简略的将今天下午见面过程说了一遍后,卢灿又摇摇头,“那小子,毛里毛躁,不经世事。”
当然,那个小小的误会以及比约根的电话,肯定不能说,那点龌龊心思,更不能提。
“这都能遇上?这么说,你这次应该去看看那位表爷。”温碧璃的手指在红唇上点了点,忽然又想起什么,瞟了卢灿一眼,好像没看见,连忙偷偷在被单上擦了擦,又道,“你来自香江……他就没向你打听什么?”
温碧璃指的是“打听”,说的是艾德有没有询问他姑奶奶也就是卢灿奶奶消息。
这事卢灿也很疑惑。
十年前奶奶回过一次荷兰,以常理来论,艾德的父亲应该知道有一位姑姑在香江,而当时艾德也有十岁出头,多少有些记事。可是,下午茶时分,艾德就像什么都不知道一样。别说打听姑奶奶,似乎连香江都不怎么感兴趣。倒是弗雷德总编和奥德莉主管,问了几句。
艾德不像一个有城府的人,应该是真不知道。
这表明,他父亲汉纳特·弗朗茨公爵几乎从不在家中提及自己姑姑的事。
这不合乎常理!
所以,卢灿在下午茶期间,也没有做出任何打探弗朗茨公爵的动向。
彼此就像两根平行线,几无交集。
至于那位奥德莉主管,在卢灿与比约根通电话之后,对他表现出一定的兴趣,最后双方握手告别时,还有意无意地用小拇指在卢灿手心扣了扣。

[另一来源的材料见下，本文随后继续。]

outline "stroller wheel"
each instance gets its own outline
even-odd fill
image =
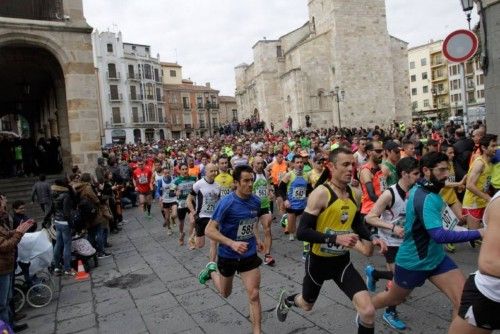
[[[43,283],[33,285],[26,293],[26,301],[32,307],[44,307],[52,301],[52,289]]]
[[[24,304],[26,303],[26,296],[24,295],[23,290],[17,285],[14,286],[14,294],[12,296],[12,300],[14,302],[14,311],[17,313],[22,310]]]

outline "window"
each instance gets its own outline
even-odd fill
[[[139,109],[132,107],[132,122],[139,123]]]
[[[182,97],[182,105],[184,106],[184,109],[190,109],[189,97],[187,96]]]
[[[137,92],[135,86],[130,86],[130,99],[134,101],[137,100]]]
[[[119,124],[122,122],[122,117],[120,115],[119,107],[111,108],[111,113],[113,114],[113,124]]]
[[[108,78],[116,79],[116,65],[113,63],[108,64]]]
[[[479,74],[476,76],[476,83],[477,85],[484,85],[484,75],[483,74]]]
[[[109,85],[109,93],[111,100],[118,100],[118,86],[117,85]]]

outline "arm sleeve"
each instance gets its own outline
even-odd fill
[[[361,213],[359,211],[356,212],[356,216],[354,216],[354,220],[352,222],[352,229],[354,230],[354,232],[356,232],[356,234],[359,235],[361,239],[368,241],[372,240],[371,238],[372,234],[370,230],[368,230],[366,225],[363,223],[363,220],[361,219]]]
[[[481,238],[477,230],[471,231],[449,231],[442,227],[427,230],[431,238],[438,244],[467,242]]]
[[[378,200],[378,196],[377,196],[377,194],[375,194],[375,188],[373,188],[373,183],[366,182],[365,187],[366,187],[366,192],[368,193],[368,197],[370,197],[370,199],[373,202],[376,202]]]
[[[299,227],[297,229],[297,239],[315,244],[325,243],[326,235],[316,231],[317,220],[318,216],[304,212],[300,217]]]

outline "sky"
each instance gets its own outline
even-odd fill
[[[182,65],[184,78],[234,95],[234,67],[253,61],[258,40],[277,39],[306,23],[307,2],[83,0],[83,7],[95,29],[121,31],[125,42],[150,45],[161,61]],[[386,0],[386,8],[389,34],[409,47],[467,27],[459,0]]]

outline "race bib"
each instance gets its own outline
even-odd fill
[[[147,184],[148,183],[148,177],[144,174],[141,174],[139,176],[139,184]]]
[[[445,230],[453,231],[458,225],[458,218],[448,205],[446,205],[441,213],[441,220],[443,221],[443,228]]]
[[[257,223],[257,218],[244,219],[240,221],[236,241],[243,241],[253,238],[253,227]]]
[[[293,189],[292,197],[295,199],[305,199],[306,198],[306,188],[305,187],[296,187]]]

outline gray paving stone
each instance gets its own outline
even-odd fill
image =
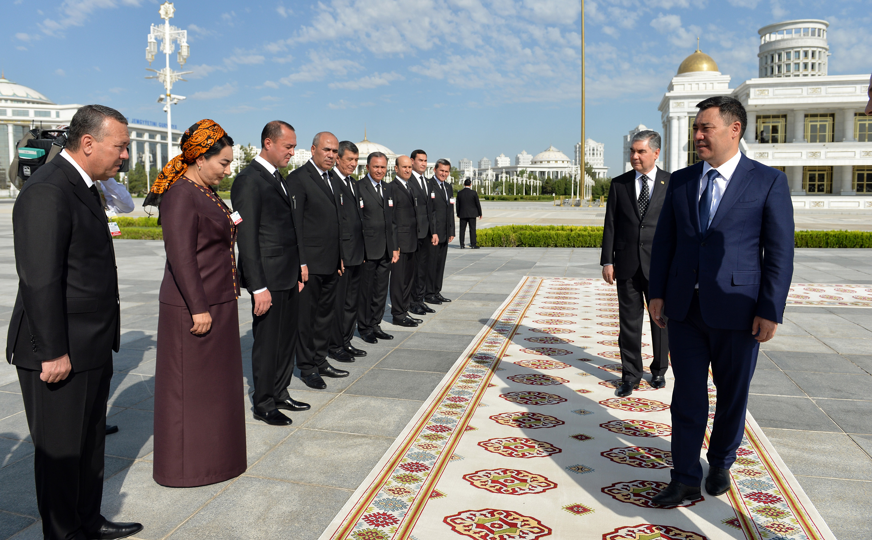
[[[247,474],[356,489],[392,442],[387,437],[298,429]]]
[[[821,373],[858,373],[863,372],[855,364],[835,353],[786,352],[769,351],[766,355],[786,371],[817,372]]]
[[[841,429],[808,398],[748,396],[748,411],[762,427],[840,432]]]
[[[396,437],[422,401],[339,395],[306,422],[307,429]],[[378,411],[378,414],[374,413]]]
[[[242,476],[171,538],[317,538],[351,491]],[[312,504],[317,501],[317,504]]]
[[[457,358],[458,353],[453,351],[394,349],[378,363],[378,367],[445,373],[454,365]]]
[[[348,393],[422,400],[443,376],[443,373],[373,368],[349,386]]]

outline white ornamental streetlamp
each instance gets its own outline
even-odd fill
[[[146,68],[149,72],[157,73],[157,75],[146,77],[146,79],[157,79],[163,83],[164,88],[167,89],[167,93],[162,93],[158,98],[158,103],[166,102],[167,104],[164,106],[164,112],[167,113],[167,159],[171,160],[175,157],[175,154],[173,151],[173,113],[170,111],[170,106],[178,105],[185,99],[185,96],[173,95],[170,91],[173,89],[173,83],[177,80],[185,80],[181,78],[182,75],[194,72],[174,72],[169,68],[169,55],[175,50],[174,41],[179,42],[179,54],[176,60],[180,65],[184,65],[185,62],[187,61],[191,48],[187,44],[187,31],[176,28],[169,24],[169,19],[173,18],[173,15],[175,13],[175,8],[173,7],[173,4],[169,2],[164,2],[163,5],[160,6],[160,18],[164,19],[164,24],[159,26],[152,24],[152,31],[148,34],[148,44],[146,46],[146,59],[151,65],[152,60],[154,59],[154,55],[158,51],[157,40],[160,39],[160,51],[167,54],[167,67],[160,71]]]

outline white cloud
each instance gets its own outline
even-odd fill
[[[342,88],[344,90],[360,90],[361,88],[376,88],[377,86],[385,86],[392,80],[403,80],[405,79],[402,75],[391,72],[390,73],[373,73],[360,79],[346,80],[341,83],[330,83],[327,85],[333,90]]]
[[[218,99],[236,93],[236,83],[227,83],[220,86],[213,86],[206,92],[197,92],[191,96],[192,99]]]

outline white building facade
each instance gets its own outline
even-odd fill
[[[869,75],[827,74],[828,26],[803,19],[761,28],[762,76],[734,89],[730,76],[700,51],[682,62],[658,106],[664,168],[699,161],[691,140],[696,104],[732,95],[748,113],[741,151],[784,171],[793,195],[872,196],[872,117],[863,113]],[[860,202],[872,208],[872,201]]]

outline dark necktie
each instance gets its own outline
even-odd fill
[[[651,201],[651,188],[648,187],[648,175],[639,176],[642,181],[642,189],[639,190],[639,215],[645,218],[645,212],[648,211],[648,202]]]
[[[705,174],[705,190],[699,197],[699,232],[708,230],[709,215],[712,214],[712,195],[714,195],[714,179],[718,177],[718,169],[711,169]]]
[[[88,189],[91,190],[94,198],[97,199],[97,206],[103,208],[103,202],[100,200],[100,192],[97,191],[97,184],[91,184],[91,188],[88,188]]]

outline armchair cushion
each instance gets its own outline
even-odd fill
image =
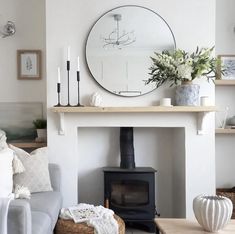
[[[13,145],[9,147],[16,153],[25,168],[24,172],[14,175],[14,184],[27,187],[31,193],[51,191],[47,148],[39,148],[29,154]]]

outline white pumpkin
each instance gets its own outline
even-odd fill
[[[233,204],[227,197],[200,195],[193,200],[193,211],[204,230],[217,232],[231,219]]]

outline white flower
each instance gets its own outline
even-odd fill
[[[177,72],[179,76],[183,79],[192,80],[192,67],[188,64],[181,64],[177,67]]]

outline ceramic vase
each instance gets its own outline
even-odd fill
[[[176,87],[175,104],[177,106],[198,106],[199,90],[198,84],[182,83]]]
[[[93,93],[90,97],[91,106],[100,106],[102,103],[102,97],[99,93]]]
[[[198,223],[208,232],[223,229],[232,216],[232,201],[223,196],[197,196],[193,211]]]
[[[46,142],[47,141],[47,130],[46,129],[37,129],[37,142]]]

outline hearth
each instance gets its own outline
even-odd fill
[[[105,206],[127,225],[155,231],[155,172],[151,167],[104,167]]]

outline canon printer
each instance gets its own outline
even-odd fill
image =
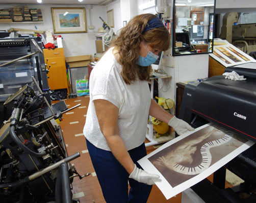
[[[195,128],[214,123],[256,142],[256,63],[226,67],[225,72],[233,71],[246,80],[233,81],[220,75],[187,84],[179,118]],[[256,202],[255,146],[217,171],[213,184],[206,179],[191,188],[208,203]],[[225,189],[225,168],[244,183]]]

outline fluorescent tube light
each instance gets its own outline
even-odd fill
[[[151,1],[150,2],[140,5],[140,6],[139,6],[139,9],[140,10],[144,10],[148,9],[149,8],[153,7],[155,6],[156,6],[156,5],[155,4],[155,1]]]
[[[184,3],[175,3],[175,6],[186,6],[186,4],[184,4]]]

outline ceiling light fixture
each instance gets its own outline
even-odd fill
[[[186,4],[184,3],[175,3],[175,6],[186,6]]]
[[[148,9],[149,8],[153,7],[155,6],[156,6],[156,5],[155,4],[155,1],[151,1],[149,2],[147,2],[146,3],[140,5],[140,6],[139,6],[139,9],[142,10],[146,9]]]

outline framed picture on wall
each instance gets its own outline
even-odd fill
[[[54,33],[86,32],[84,8],[52,8]]]

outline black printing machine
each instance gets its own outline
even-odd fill
[[[256,63],[251,65],[256,69]],[[236,71],[244,76],[245,81],[225,79],[221,75],[187,84],[179,118],[195,128],[211,122],[256,142],[256,69],[242,66],[227,67],[225,72]],[[213,184],[205,179],[191,188],[207,203],[256,202],[255,146],[215,172]],[[244,183],[224,189],[225,168]],[[241,197],[243,195],[246,198]]]

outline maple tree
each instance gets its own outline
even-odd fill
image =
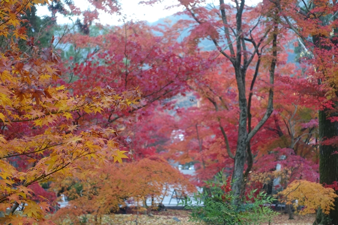
[[[337,7],[336,1],[271,1],[281,10],[283,22],[298,36],[305,55],[303,61],[312,66],[307,70],[309,77],[317,79],[317,94],[326,99],[319,113],[320,182],[332,184],[338,179],[337,147]],[[314,80],[315,81],[315,80]],[[313,93],[306,93],[312,94]],[[329,141],[331,140],[331,141]],[[328,216],[318,215],[319,223],[338,223],[338,202]]]
[[[94,125],[82,130],[68,122],[72,113],[123,110],[137,107],[141,99],[137,88],[117,93],[109,86],[97,86],[85,94],[73,95],[69,86],[55,85],[61,75],[60,58],[52,48],[33,45],[29,51],[20,51],[19,41],[27,39],[22,15],[34,4],[45,2],[48,1],[1,2],[0,35],[8,44],[1,46],[0,60],[0,210],[9,209],[1,218],[2,223],[46,223],[50,206],[34,199],[31,185],[60,180],[79,169],[84,172],[122,162],[121,158],[127,157],[119,150],[114,129]],[[10,129],[19,124],[38,131],[7,135],[12,135]],[[19,169],[11,158],[27,162],[27,168]]]
[[[279,194],[283,196],[287,204],[293,204],[296,210],[299,206],[305,206],[299,211],[300,215],[317,214],[318,210],[329,214],[334,209],[335,199],[338,197],[332,188],[302,180],[294,181]]]
[[[146,210],[147,199],[152,199],[151,206],[156,208],[154,201],[161,202],[170,190],[183,191],[186,195],[195,191],[195,187],[178,170],[156,157],[120,166],[110,165],[97,173],[90,173],[83,182],[79,182],[80,192],[74,185],[69,188],[70,184],[75,182],[76,180],[67,179],[55,187],[69,190],[63,193],[73,199],[67,207],[53,216],[56,222],[60,223],[68,218],[76,224],[80,216],[90,214],[100,224],[102,216],[118,211],[120,207],[126,207],[126,203],[137,210]]]
[[[152,4],[157,1],[147,1],[146,3]],[[192,25],[189,36],[190,42],[193,44],[197,43],[199,38],[208,38],[215,44],[220,54],[232,65],[230,71],[236,78],[240,113],[236,150],[233,157],[232,154],[229,155],[234,159],[233,188],[235,194],[239,195],[252,167],[253,159],[250,141],[266,122],[273,111],[272,86],[278,52],[277,39],[280,29],[283,28],[278,27],[277,10],[273,9],[267,16],[266,23],[261,22],[260,19],[253,22],[250,19],[254,17],[254,14],[256,15],[256,18],[259,18],[261,15],[259,13],[263,13],[263,10],[259,11],[257,7],[247,7],[244,0],[240,2],[235,0],[235,6],[225,4],[224,1],[221,0],[219,9],[209,10],[199,4],[203,1],[180,1],[180,4],[185,7],[186,14],[193,19],[192,20],[186,20],[185,23],[188,24],[195,23]],[[269,44],[271,51],[265,51],[263,47]],[[261,55],[268,55],[270,59],[269,62],[266,61],[264,66],[268,68],[268,82],[270,86],[268,88],[268,100],[265,113],[261,116],[261,119],[253,124],[250,111],[252,95],[248,96],[246,93],[252,90],[255,85],[257,73],[254,75],[254,73],[251,74],[250,71],[253,67],[256,68],[258,72],[260,68],[261,58],[263,57]],[[229,73],[229,71],[227,72]],[[247,76],[250,74],[253,75]],[[248,86],[248,82],[251,84],[251,87]],[[218,100],[213,100],[215,108],[218,107]],[[221,127],[220,129],[222,130]],[[225,138],[225,132],[222,133]],[[228,150],[228,153],[229,151]],[[248,169],[243,173],[247,161]]]

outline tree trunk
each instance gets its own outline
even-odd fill
[[[337,107],[336,107],[337,108]],[[338,122],[331,122],[328,118],[337,113],[330,114],[329,110],[319,111],[319,138],[323,141],[327,138],[338,136]],[[319,146],[319,174],[321,184],[331,184],[338,180],[338,154],[333,154],[338,148],[332,146],[320,145]],[[336,191],[338,194],[338,192]],[[338,225],[338,199],[335,201],[335,209],[329,215],[319,212],[317,214],[318,224],[324,225]]]
[[[293,218],[293,212],[292,212],[292,205],[285,205],[285,209],[289,215],[289,220],[294,220]]]

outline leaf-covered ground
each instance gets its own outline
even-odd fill
[[[189,222],[189,212],[183,210],[170,210],[160,212],[152,212],[151,216],[136,214],[117,214],[107,215],[102,218],[102,224],[114,225],[192,225],[196,224]],[[314,221],[314,215],[295,215],[295,219],[288,220],[288,216],[281,214],[276,216],[271,222],[270,225],[312,225]],[[87,225],[92,224],[90,219]],[[136,223],[136,220],[137,223]],[[92,224],[93,224],[93,223]]]

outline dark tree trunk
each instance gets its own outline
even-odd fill
[[[289,215],[289,220],[294,220],[293,212],[292,212],[292,205],[287,204],[285,205],[285,209]]]
[[[331,122],[328,118],[336,116],[330,115],[329,110],[319,111],[319,138],[323,140],[338,136],[338,123]],[[338,180],[338,154],[333,154],[338,148],[332,146],[321,145],[319,147],[319,174],[321,184],[331,184]],[[338,194],[338,192],[336,192]],[[319,212],[317,214],[318,224],[324,225],[338,225],[338,199],[335,201],[335,209],[329,215]]]

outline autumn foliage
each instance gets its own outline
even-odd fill
[[[121,162],[125,151],[119,150],[114,129],[94,125],[81,130],[69,120],[74,113],[123,110],[138,105],[141,98],[137,88],[118,93],[109,86],[73,95],[70,87],[55,85],[61,76],[61,59],[53,48],[32,46],[21,52],[18,42],[27,39],[22,13],[42,2],[1,2],[1,38],[8,45],[0,54],[0,211],[9,209],[1,223],[45,223],[51,205],[37,200],[31,186]],[[37,132],[14,136],[10,131],[17,124]],[[27,162],[25,166],[13,166],[20,160]]]
[[[338,178],[319,184],[319,162],[338,139],[321,136],[318,112],[337,123],[338,20],[319,18],[336,3],[182,0],[177,22],[111,27],[95,23],[120,13],[118,1],[84,11],[49,1],[0,2],[1,223],[49,223],[61,194],[69,205],[54,222],[99,223],[127,205],[155,207],[169,190],[205,188],[222,169],[234,201],[257,188],[297,200],[301,214],[333,209]],[[79,19],[42,27],[42,44],[28,15],[47,3],[53,16]]]
[[[97,172],[90,173],[82,180],[68,178],[54,188],[67,190],[63,194],[71,199],[69,205],[53,216],[56,222],[69,218],[79,222],[83,215],[90,214],[99,221],[104,215],[118,212],[130,204],[135,211],[147,210],[145,201],[152,199],[149,206],[156,209],[163,196],[171,190],[192,193],[195,188],[183,174],[160,158],[141,159],[115,166],[110,165]],[[75,184],[81,186],[81,192]]]
[[[301,215],[317,213],[319,208],[328,214],[334,208],[335,199],[338,197],[332,188],[307,180],[295,180],[279,194],[284,197],[286,204],[292,204],[296,210],[298,207],[304,206],[299,211]]]

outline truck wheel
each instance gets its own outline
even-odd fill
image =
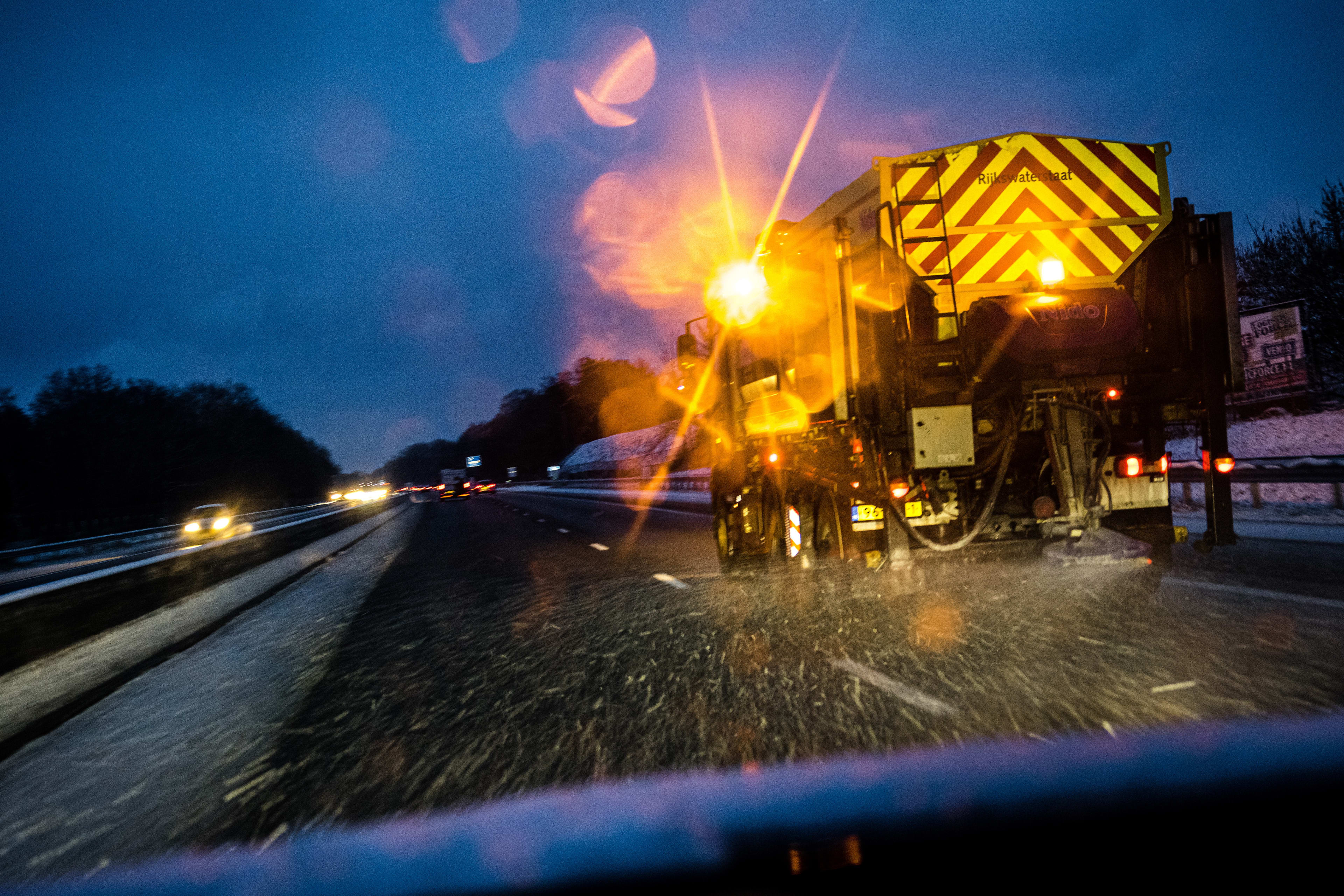
[[[844,535],[840,529],[840,510],[835,496],[823,494],[817,498],[812,524],[812,551],[817,559],[839,559],[844,556]]]
[[[723,512],[723,501],[718,496],[714,501],[714,547],[719,555],[720,572],[738,572],[742,568],[742,557],[737,552],[737,543],[728,531],[728,517]]]

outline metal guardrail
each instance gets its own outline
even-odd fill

想了会,卢灿才摇摇头,“我不打算去汉纳特家拜访。明天下午约了一位艺术品藏家,去看看有没有好货,后天去布鲁日,拜访赵从衍老爷子和倪亚正。再之后……再说吧。”
“哦……”温碧璃习惯性将手指搭向红唇,刚到嘴边又想起这只手曾干过什么,眼珠一转,嘻嘻一笑,手指在卢灿脸上抹了一把,继而笑着掀开毛毯,朝洗浴间小跑过去,边跑边笑,“我去洗澡了……”
卢灿被她的笑声弄懵,猛然间想起,她好像在自己脸上抹了一把……
“好你个阿璃……看来你恢复的差不多了,这次可别求饶……”他也掀开毯子,从床上一跃而下,追了过去……不一会,浴室传来两人的嬉笑声。
好吧,闺房之乐,不足为外人道也。
…………
吃过早饭后,温碧璃乘坐直升机离开。
这一突然举措,让陪同卢灿的维纳尔,眉头直皱。他昨天晚上已经接到巴蒂尔的电话——集团总部派团队来审计,肯定要提前说一声,巴蒂尔接到审计通知后不久,就给维纳尔打了电话。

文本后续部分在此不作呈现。